We all enjoyed exploring the data and exchanging ideas about what could be done with it: We did some explorative data analysis (EDA), flight delay predictions using various statistical models, some geogiffery and a bit of analysis related to night flights (have a look at our project results here). We used mainly R for our work. The hacking went on until 9pm, including a quick status update of all the teams and a Pizza break. During the status update, teams reported in a couple of minutes on what they had achieved so far, what they planned to do next, where they were struggling and what help they were looking for from other participants.
The second day
12 hours later, we were all back for coffee and croissants and another day of hacking! After some more data analysis and visualisation, the groups were getting everything ready for the wrap-up session. At 4pm sharp, all 9 project teams presented their results: It was amazing to see what was achieved during such a short time period, despite various challenges resulting e.g. from incomplete data sets or difficulties in accessing the data at the start.
Have a look at everything that was accomplished during these two days on the TWIST 2018 website. The results were subsequently also presented at the Swiss Statistics Meeting. During these two days, the teams worked with and learned about different technologies such as Python, R, D3, SPARQL, Leaflet, Shiny, and many more.

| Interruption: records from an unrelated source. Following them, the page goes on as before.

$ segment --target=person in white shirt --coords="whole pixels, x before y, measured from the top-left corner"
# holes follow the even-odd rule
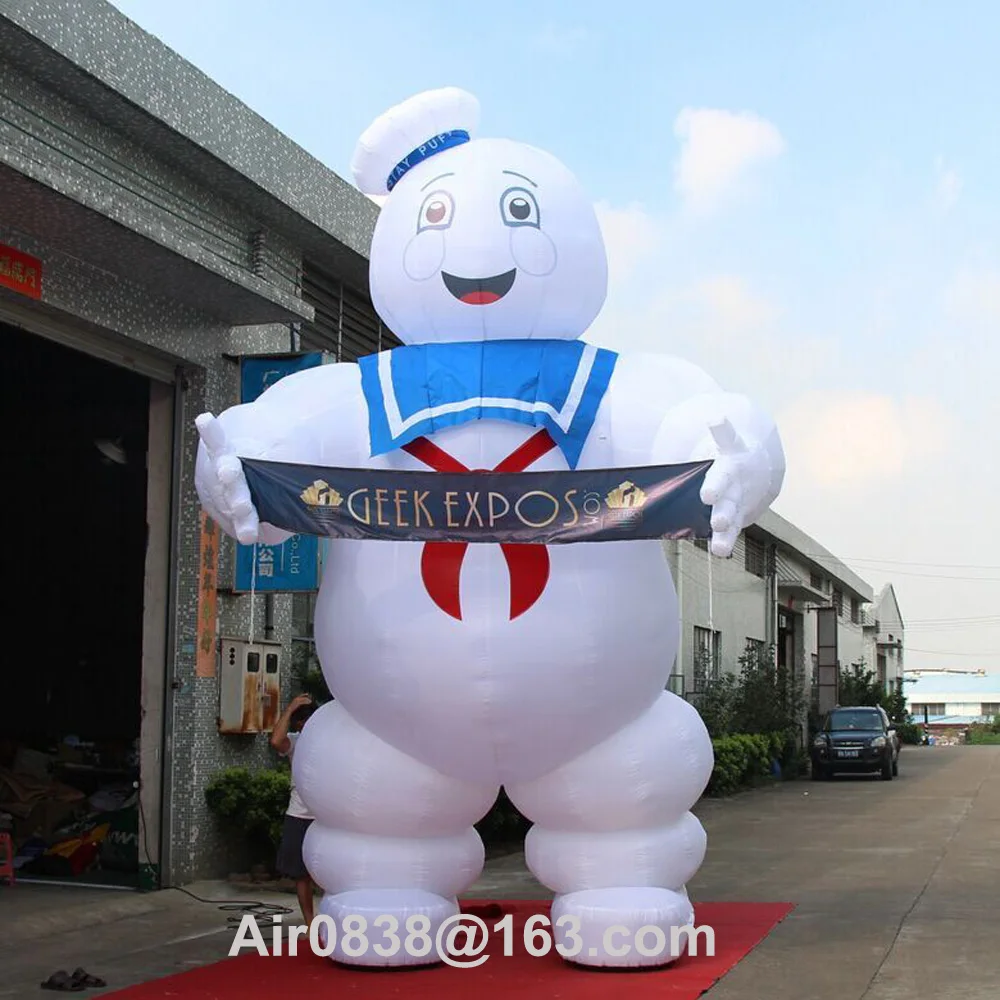
[[[302,732],[306,720],[315,710],[316,706],[307,694],[300,694],[288,703],[288,707],[275,723],[271,733],[271,746],[282,757],[291,760],[295,753],[295,741]],[[292,778],[288,808],[285,810],[285,822],[281,829],[281,843],[278,845],[276,867],[280,875],[295,879],[295,892],[299,898],[299,906],[302,908],[302,919],[307,927],[312,925],[315,913],[314,887],[309,871],[302,860],[302,841],[312,821],[313,816],[302,801],[295,787],[295,779]]]

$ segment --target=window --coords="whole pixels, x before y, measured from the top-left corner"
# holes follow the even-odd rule
[[[809,574],[809,586],[812,587],[813,590],[818,590],[820,593],[823,593],[824,591],[823,577],[820,576],[815,570]]]
[[[694,690],[700,694],[710,680],[719,676],[722,633],[694,627]]]
[[[881,710],[877,708],[835,708],[826,719],[825,732],[854,730],[877,732],[883,728]]]
[[[980,715],[985,715],[987,719],[992,719],[994,715],[1000,715],[1000,701],[984,701],[980,707]]]
[[[708,551],[708,539],[707,538],[696,538],[694,540],[695,548],[701,549],[702,552]]]
[[[747,538],[743,546],[743,567],[754,576],[764,576],[767,572],[767,556],[764,543],[756,538]]]
[[[833,592],[833,606],[837,611],[837,617],[844,617],[844,595],[839,591],[835,590]]]
[[[763,639],[751,639],[747,636],[746,657],[751,663],[760,663],[764,659],[767,643]]]
[[[861,622],[861,602],[856,598],[851,598],[851,621],[855,625]]]
[[[918,718],[923,718],[924,715],[944,715],[944,709],[943,702],[927,702],[924,705],[914,704],[910,711]]]

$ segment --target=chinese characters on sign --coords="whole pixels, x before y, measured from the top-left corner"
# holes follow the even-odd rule
[[[218,601],[219,527],[201,515],[201,553],[198,567],[198,638],[196,677],[215,676],[215,620]]]
[[[319,545],[315,537],[293,535],[283,545],[258,545],[256,577],[254,577],[254,546],[240,546],[237,553],[237,590],[300,591],[316,587],[316,565]],[[241,564],[240,559],[243,559]],[[243,578],[246,585],[243,586]]]
[[[240,402],[252,403],[275,382],[293,372],[316,368],[321,354],[291,354],[243,358],[240,363]],[[256,564],[254,553],[256,552]],[[319,586],[319,539],[294,535],[282,545],[236,546],[236,591],[290,593]]]
[[[37,257],[0,243],[0,285],[29,299],[42,297],[42,262]]]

As far as I know, it is not clear yet if there will be another TWIST event, since the Swiss Statistics Meeting is always organised in a different city. The organising team of TWIST 2018 sure did a great job at making this event a success and inspiration for the participants, and I would not be surprised if they are already thinking about future events. As for me, I found the TWIST 2018 weekend very inspiring and motivating to continue working in this area.